Val shoves a grey flannel at me, her eyes filled with hope.
"I don't wear cheap stuff."
I decline, making her roll her eyes.
"Just try it."
She shoves it again at me.
"Oh, alright."
Only for Val, I'll do it. I take the flannel and head inside the dressing room as she looks through clothing racks.
Knowing the flannel will not work out, I still go inside a dressing room. I don't like how this place is so unorganized. It messes with me, but I'll tolerate it for Val. I lock the door then wipe my hands on my pants, like it'll remove the germs.
"Miss me?"
Suddenly, I'm shoved against the wall, face to face with Jayde.
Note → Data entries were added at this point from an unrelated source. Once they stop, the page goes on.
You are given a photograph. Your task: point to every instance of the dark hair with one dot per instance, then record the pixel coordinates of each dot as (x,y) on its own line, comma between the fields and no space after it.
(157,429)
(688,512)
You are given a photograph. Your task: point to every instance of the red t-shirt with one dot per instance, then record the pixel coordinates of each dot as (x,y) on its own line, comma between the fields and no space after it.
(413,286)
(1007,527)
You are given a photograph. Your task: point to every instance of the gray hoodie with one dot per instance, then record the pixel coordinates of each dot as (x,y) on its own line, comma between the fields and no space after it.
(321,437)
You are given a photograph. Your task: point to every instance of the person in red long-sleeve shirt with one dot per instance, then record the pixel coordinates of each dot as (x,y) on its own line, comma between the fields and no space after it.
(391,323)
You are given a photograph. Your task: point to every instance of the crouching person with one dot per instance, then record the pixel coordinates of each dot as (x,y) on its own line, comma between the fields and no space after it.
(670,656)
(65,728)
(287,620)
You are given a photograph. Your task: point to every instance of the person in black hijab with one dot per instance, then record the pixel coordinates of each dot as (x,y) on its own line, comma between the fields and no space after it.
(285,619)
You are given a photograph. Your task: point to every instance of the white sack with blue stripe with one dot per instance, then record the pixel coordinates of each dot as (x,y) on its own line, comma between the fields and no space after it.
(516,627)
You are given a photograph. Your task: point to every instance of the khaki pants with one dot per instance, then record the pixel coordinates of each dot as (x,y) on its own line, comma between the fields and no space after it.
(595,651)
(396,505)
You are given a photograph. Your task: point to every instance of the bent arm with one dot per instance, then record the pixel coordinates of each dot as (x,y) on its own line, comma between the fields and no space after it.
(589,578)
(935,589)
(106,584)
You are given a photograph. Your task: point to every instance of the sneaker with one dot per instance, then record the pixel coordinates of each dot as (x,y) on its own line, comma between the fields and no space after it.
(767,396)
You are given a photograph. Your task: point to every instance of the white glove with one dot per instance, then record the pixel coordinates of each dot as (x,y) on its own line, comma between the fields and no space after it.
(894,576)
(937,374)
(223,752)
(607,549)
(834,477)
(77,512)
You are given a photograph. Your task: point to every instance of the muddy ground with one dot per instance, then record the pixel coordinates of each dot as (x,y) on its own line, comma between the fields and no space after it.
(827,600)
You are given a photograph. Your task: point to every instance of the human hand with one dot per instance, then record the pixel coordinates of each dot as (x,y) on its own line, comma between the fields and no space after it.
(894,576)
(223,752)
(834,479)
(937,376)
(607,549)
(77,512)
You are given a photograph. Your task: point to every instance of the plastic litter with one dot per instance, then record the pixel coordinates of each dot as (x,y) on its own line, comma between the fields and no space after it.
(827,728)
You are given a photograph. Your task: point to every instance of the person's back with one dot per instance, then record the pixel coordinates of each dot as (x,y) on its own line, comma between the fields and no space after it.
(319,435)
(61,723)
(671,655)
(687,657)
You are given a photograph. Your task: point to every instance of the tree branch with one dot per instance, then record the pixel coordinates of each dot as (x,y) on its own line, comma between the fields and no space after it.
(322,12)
My eyes wide, I take notice of her large breasts, which are pressing against my lightly-covered chest.
"Get away from me. I don't want anything to do with you."
Realizing my lust, I push her away and reach for the door. I will not fuck around anymore. Val's my only one.
"C'mon baby, you know you want it. She's still shopping. She won't know."
Jayde slides in front of me and takes her top off, revealing her tempting chest. My eyes lock on her black-laced breasts, then shift to her needy eyes, then at the time. 1:05. I've got roughly 5 minutes.